Slower than expected
I got sick, so that put a damper on things. And watch was a little busier than expected. So I’ve fallen behind.
Firstly and most importantly, and perhaps unsurprisingly, the quality of the course plan is not very high. Claude has me reading entire RFCs. Ok, I’m not sure that’s the best way to learn something. I find RFCs not to be written for the uninitiated at all. You kind of have to know your way around before diving into one of these. I mean, it’s interesting, but I don’t understand most of it.
So I’ve really had to supplement a lot, and I’m just using the slides as a sort of “touch point” for what I should be learning, not necessarily following the plan to the letter.
Secondly, I’m not sure if the pace is very realistic. Perhaps I’m trying to learn TLS a little too deeply, and therefore moving too slowly, but it was my intention from the beginning to learn TLS at a very deep level. So I’m watching lectures on cryptography – (this series, very good btw):
– and trying to get a firm grasp on what the heck modulo math is (I know the modulo operator, but modulo math involves number theory, with which I am painfully unfamiliar) before trying to understand the Diffie-Hellman Key Exchange, fundamental for TLS.
I have managed to gain a rudimentary intuition for what is happening in TLS however, and a very, very superficial understanding of the differences between TLS 1.3 and its predecessors. I’ve found the “paint-mixing” metaphor very useful as a mental model for how a shared key can be determined in public while also preventing eavesdroppers from figuring it out. But the math of it still evades my understanding by a good mile or two.

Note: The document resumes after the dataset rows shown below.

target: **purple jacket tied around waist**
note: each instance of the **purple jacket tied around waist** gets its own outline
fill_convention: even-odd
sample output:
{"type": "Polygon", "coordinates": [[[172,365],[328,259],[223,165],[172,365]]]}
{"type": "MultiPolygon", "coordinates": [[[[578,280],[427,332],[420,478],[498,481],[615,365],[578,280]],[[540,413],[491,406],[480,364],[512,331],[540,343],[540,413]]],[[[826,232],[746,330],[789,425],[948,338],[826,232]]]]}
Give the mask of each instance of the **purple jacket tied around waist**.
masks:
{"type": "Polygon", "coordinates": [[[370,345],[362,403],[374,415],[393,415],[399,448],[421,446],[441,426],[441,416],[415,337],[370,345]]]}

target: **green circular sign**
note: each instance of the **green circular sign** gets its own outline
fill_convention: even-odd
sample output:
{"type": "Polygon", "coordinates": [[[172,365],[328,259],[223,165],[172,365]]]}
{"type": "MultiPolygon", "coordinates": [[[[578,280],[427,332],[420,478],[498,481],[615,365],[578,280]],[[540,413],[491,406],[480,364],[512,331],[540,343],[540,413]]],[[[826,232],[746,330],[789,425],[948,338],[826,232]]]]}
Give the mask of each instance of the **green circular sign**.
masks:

All that said, I am confident that what matters most is not keeping up with the plan that my AI assistant made (that would be a silly thing to prioritize) but that I’m systematically approaching an important topic in software and gaining a deep understanding of it. And I do feel that the “depth-first-search” approach I’m taking has served me well in the past. As a matter of fact, I happen to think that approaching a topic differently (i.e., to continue the imperfect analogy, a “breadth-first-search” approach), yields a sort of understanding that is both flimsy and fleeting, and is more likely to be off the mark. To put it simply, if I don’t understand fully what a high-level overview is referring to when they say ECDHE vs. RSA, reading that part of the overview is kind of a waste of my time.

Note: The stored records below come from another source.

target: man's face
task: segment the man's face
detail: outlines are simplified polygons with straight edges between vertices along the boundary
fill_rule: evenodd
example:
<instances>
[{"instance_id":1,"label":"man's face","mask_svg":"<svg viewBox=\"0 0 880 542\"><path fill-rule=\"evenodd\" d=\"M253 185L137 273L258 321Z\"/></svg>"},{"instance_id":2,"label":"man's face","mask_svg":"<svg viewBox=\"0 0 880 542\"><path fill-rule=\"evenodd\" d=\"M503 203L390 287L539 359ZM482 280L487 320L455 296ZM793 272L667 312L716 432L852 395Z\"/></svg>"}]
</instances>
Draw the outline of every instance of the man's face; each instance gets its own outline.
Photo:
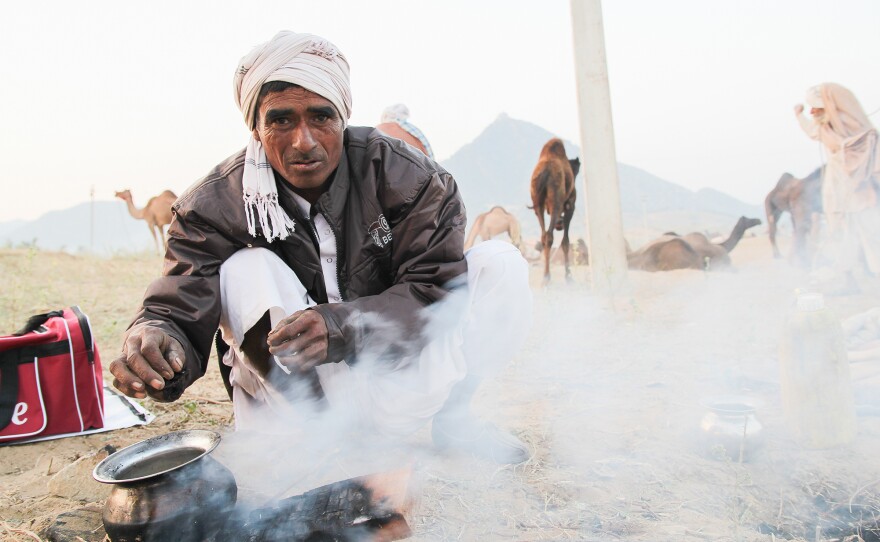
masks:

To argue with myself however, a “BFS” approach has its merits in some cases. Sometimes you do just need a rough and ready sketch of something rather than a fully complete mental model. If I were to go down every single rabbit hole I’d never get anything done.
But for this, my goal is a deep understanding, so I’m going to go down every rabbit hole. We’ll see, I may feel differently in the next report!